Założyciel firmy Nike, Inc., jest jednym z najbardziej wpływowych magnatów światowego biznesu. W latach 1964-2004 był dyrektorem zarządzającym, a obecnie pełni w firmie funkcję prezesa rady nadzorczej. Mieszka w Oregonie z żoną Penny.
Sztuka zwycięstwa napisana przez jednego z założycieli Nike była ciekawą książką tym bardziej że napisała ją osoba która faktycznie tego doświadczyła.
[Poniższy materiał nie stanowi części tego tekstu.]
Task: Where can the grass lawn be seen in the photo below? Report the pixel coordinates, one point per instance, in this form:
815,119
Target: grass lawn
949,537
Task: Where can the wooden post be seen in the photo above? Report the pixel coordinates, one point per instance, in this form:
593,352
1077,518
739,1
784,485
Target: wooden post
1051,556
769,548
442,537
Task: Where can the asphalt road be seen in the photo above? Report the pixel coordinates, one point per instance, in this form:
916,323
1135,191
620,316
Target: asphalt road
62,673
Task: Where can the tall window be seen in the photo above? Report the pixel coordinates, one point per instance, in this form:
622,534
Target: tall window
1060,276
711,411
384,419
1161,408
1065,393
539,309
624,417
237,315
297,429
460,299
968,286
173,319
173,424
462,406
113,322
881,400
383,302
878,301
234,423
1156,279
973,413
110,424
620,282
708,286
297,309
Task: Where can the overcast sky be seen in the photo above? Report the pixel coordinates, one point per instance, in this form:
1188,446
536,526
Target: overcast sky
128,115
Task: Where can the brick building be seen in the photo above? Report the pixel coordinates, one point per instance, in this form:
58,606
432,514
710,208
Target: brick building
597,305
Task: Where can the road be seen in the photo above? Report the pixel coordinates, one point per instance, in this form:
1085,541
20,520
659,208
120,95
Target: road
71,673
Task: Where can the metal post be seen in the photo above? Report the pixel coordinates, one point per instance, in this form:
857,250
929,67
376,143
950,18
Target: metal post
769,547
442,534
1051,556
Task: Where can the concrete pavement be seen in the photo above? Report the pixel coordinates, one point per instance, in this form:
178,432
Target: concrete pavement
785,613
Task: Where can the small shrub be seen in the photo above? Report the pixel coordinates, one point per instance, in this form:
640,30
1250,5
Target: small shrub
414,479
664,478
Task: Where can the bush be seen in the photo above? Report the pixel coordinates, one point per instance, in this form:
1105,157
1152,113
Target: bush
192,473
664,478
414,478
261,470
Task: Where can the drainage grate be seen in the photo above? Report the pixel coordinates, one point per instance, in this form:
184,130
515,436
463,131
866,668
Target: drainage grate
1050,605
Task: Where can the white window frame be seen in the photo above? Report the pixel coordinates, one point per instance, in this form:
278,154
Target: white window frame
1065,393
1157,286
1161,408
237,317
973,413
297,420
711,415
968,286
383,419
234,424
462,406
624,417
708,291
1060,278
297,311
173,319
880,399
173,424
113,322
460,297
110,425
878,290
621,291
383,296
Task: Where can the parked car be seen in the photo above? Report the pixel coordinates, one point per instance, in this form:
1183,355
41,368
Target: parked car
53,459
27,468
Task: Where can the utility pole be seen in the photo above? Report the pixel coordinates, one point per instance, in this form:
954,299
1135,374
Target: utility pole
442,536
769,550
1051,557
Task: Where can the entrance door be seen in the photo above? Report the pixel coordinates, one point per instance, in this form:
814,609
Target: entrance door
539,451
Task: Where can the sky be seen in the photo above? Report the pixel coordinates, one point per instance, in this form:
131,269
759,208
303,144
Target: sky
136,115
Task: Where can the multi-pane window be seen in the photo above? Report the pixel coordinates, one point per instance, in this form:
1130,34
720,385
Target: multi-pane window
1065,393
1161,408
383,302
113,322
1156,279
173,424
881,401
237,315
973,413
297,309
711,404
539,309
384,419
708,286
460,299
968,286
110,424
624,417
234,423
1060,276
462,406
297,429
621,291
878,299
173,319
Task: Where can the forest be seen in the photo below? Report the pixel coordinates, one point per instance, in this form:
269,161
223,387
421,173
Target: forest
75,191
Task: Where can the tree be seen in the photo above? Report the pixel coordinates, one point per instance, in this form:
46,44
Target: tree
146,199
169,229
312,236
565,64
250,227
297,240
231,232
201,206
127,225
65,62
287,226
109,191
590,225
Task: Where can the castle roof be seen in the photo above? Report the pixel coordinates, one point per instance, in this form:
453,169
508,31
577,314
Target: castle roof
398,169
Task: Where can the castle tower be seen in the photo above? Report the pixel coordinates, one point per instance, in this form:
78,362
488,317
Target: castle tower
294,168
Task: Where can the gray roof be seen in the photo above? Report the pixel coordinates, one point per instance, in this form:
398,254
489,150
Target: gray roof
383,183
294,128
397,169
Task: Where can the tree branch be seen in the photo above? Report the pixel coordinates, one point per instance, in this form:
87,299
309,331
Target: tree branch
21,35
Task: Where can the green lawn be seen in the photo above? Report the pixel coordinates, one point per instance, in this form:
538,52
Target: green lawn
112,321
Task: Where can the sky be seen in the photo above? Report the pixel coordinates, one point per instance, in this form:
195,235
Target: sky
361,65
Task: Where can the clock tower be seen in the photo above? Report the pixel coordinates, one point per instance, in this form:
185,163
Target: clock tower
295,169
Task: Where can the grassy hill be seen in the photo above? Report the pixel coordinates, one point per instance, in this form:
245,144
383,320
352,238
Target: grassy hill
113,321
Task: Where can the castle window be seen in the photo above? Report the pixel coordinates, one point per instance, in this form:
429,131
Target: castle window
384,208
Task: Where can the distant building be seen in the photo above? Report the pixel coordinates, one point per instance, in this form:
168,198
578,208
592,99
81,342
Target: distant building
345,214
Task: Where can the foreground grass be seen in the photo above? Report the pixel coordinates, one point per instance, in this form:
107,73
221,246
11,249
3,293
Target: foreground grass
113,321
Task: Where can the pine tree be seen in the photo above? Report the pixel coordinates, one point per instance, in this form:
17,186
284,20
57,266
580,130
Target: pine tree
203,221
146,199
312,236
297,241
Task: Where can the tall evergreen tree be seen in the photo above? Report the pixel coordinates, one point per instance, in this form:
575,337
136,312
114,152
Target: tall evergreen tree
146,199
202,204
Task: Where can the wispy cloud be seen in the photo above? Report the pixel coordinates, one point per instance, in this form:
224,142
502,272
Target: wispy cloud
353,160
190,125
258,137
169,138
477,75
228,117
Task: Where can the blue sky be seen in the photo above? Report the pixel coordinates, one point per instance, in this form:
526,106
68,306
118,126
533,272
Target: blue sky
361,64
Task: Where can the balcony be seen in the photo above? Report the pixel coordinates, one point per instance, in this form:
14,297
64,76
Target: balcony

Bardzo podobało mi się podzielenie książki na dany rok firmy dzieki czemu łatwiej było się poruszać po niej. Bardzo dobrze napisana ksiażka z dużą ilością detali i dzieki niej można wiele wyciągnąc na temat biznesu.
Bardzo mi sie podobała. Polecam !!
American dream? Prawie... Dla mnie smutne było jak się chełpił z wykradzenia tajnym dokumentów z teczki Kitamiego (pracownikowi wysokiego szczebla firmy znanej obecnie jako ASICS).
Kitami poszedł do toalety, a ten mu przegrzebał walizkę/neseser? i wyjął tajne informacje, czując dumę i tłumacząc sobie, że biznes przecież jest jak wojna i on dzięki temu przewagę nad nim.
Autor opisuje też listy do pracowników np. chwalące się, że zatrudnił szpiega u konkurencji itd.
Nie jest to zatem historia per aspera ad astra, choć tak jest przedstawiana w celach marketingowych.
Strasznie się czytało też jak pracownika, który odpowiadał za spory obrót nazywał "pajacem" a jak zamieniał stanowiska ludziom, w firmowych dokumentach pisał "operacja wymiany pajaców".
Smaczek też był jak pracownik dowiedział się o tym, że już tu nie pracuje. Po prostu nowy pracownik przyszedł do sklepu i powiedział tamtemu, że "teraz on tu rządzi".
Taki typowy "Janusz biznesu", ale udało mu się, więc cytując klasyka "Zrobił wielką firmę? Tak. Zarobił grubą kasę? Tak. To po co drążyć jak to zrobił? Bijmy brawo, że mu się udało, a podeptanych po drodze historia nie zapamięta".